Although it is only a little over 6 months since Pensions Minister Laura Trott took office, on 5 June she delivered on her promise to publish a report on the gap between male and female private pension wealth. The report, titled ‘The Gender Pensions Gap in Private Pensions’, provides long-awaited clarity on the Gender Pensions Gap and how the Government intends to review and monitor it.

Key findings 

For those individuals with private pension wealth, the report defines the Gender Pension Gap (“GPeG”) as “the percentage difference between female and male uncrystallised median private pension wealth around normal minimum pension age (currently 55)”. Data collected from 2018 to 2020 shows an overall GPeG of 35%. However, this percentage varies for different age bands. The GPeG is lowest for people in their thirties, being 10% for those aged 35-39. However, the gap increases to 47% for those aged 45-49.

Automatic Enrolment (“AE”)

: AE was introduced in 2012 for those aged between 22 and State Pension age, were workers and earning over £10,000 per year. The report shows that for those who are eligible for AE, the GPeG is slightly smaller at 32%. For age bands 30-34 and 35-39, pension wealth for those eligible for AE is higher for female savers than it is for male savers. However, female savers aged 40-44 have 33% less pension wealth than male savers. Since the introduction of AE, almost an equal percentage of men and women now save into a workplace pension and, for those who have benefitted from AE for most of their working life, this has allowed for a closing of the GPeG. The same cannot be said for those who have not benefited from AE from the outset of their careers, with the GPeG increasing for older age bands.

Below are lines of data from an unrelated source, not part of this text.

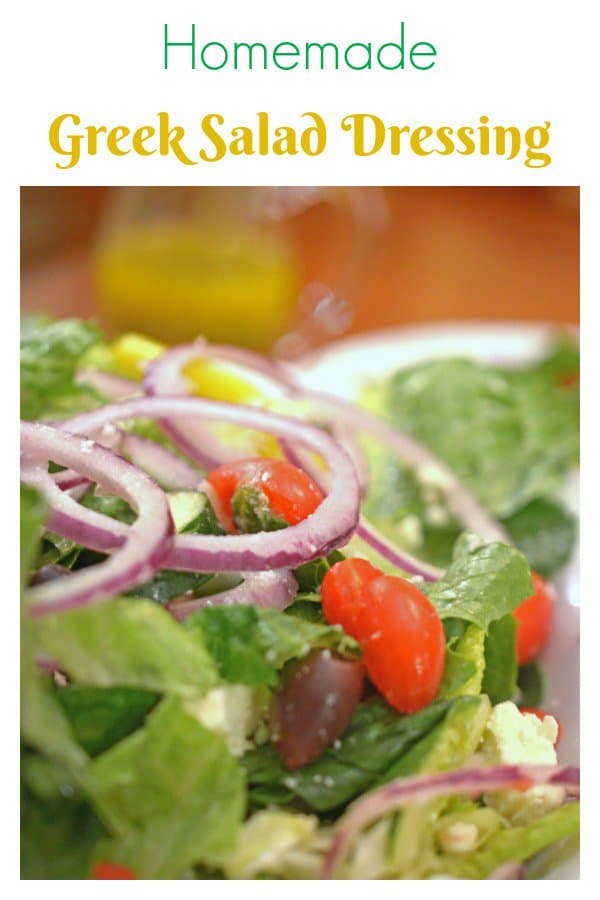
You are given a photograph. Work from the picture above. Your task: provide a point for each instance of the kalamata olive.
(49, 573)
(313, 706)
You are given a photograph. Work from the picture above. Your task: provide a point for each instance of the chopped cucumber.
(193, 513)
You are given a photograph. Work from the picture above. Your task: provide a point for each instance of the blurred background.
(284, 270)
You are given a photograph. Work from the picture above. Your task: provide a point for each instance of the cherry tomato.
(541, 716)
(111, 872)
(292, 495)
(403, 642)
(534, 621)
(342, 593)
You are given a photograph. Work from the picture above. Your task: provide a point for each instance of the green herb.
(482, 585)
(57, 837)
(375, 740)
(545, 533)
(252, 513)
(310, 575)
(128, 643)
(510, 435)
(168, 584)
(50, 352)
(531, 685)
(171, 794)
(99, 717)
(500, 676)
(250, 645)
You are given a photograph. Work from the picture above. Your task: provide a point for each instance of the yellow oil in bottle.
(175, 280)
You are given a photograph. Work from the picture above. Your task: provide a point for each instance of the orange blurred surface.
(447, 254)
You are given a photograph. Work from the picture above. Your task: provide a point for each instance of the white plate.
(343, 367)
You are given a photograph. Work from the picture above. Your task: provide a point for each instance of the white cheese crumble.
(515, 737)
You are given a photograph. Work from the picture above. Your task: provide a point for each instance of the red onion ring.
(329, 527)
(513, 871)
(265, 589)
(422, 788)
(169, 470)
(68, 518)
(345, 419)
(164, 377)
(148, 540)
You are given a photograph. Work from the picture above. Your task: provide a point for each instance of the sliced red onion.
(68, 518)
(275, 590)
(513, 871)
(148, 539)
(110, 386)
(329, 527)
(165, 377)
(423, 788)
(461, 501)
(171, 471)
(68, 479)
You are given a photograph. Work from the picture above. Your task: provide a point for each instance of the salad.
(267, 633)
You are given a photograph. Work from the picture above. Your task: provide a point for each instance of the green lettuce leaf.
(531, 685)
(545, 533)
(465, 663)
(128, 643)
(44, 725)
(100, 717)
(252, 513)
(510, 435)
(376, 739)
(517, 843)
(50, 353)
(58, 837)
(171, 794)
(482, 585)
(250, 645)
(500, 676)
(310, 575)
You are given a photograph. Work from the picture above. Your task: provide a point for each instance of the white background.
(517, 62)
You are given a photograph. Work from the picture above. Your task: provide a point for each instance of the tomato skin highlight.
(291, 493)
(541, 716)
(403, 642)
(106, 871)
(343, 594)
(398, 629)
(534, 621)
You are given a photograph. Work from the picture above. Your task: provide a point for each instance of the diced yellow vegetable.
(132, 353)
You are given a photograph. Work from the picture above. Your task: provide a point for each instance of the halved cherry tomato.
(111, 872)
(534, 621)
(541, 716)
(403, 642)
(292, 495)
(400, 632)
(343, 593)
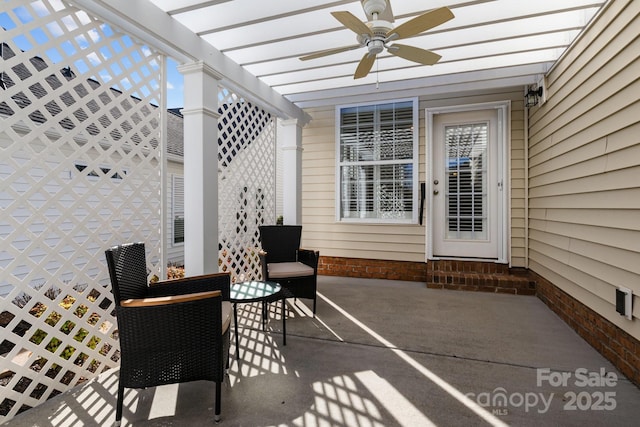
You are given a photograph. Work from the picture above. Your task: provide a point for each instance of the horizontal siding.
(392, 242)
(584, 149)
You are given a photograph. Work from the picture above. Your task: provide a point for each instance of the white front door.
(466, 185)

Changes to the GPeG over time The GPeG has fallen from a maximum of 42% in 2006-2008, and while the percentage has fluctuated over time, there has been a clear increase in female pension wealth since this period. In 2006-2008, the average female saver had £50,000 of private pension wealth at age 50-54 compared to the male saver average of £85,000. In the period from 2018 to 2020, this increased to £94,000 for female savers aged 55 to 59 and £145,000 for male savers. This shows an increase of 90% for the average female, compared to 70% for the average male.


Defined Benefit (“DB”) vs. Defined Contribution (“DC): 

The report states that the GPeG is largest for savers with only DC pension wealth (60%) and smaller for those who hold some DB pension wealth (DB only = 44%, DB and DC = 34%). It appears that a key driver in the GPeG is a lack of DB wealth for female savers. With time, AE may serve to redress the imbalance between male and female pension wealth. However, it seems that the decline in the availability of DB pension schemes for younger savers will mean that, as the GPeG decreases, so will the overall value of private pension wealth.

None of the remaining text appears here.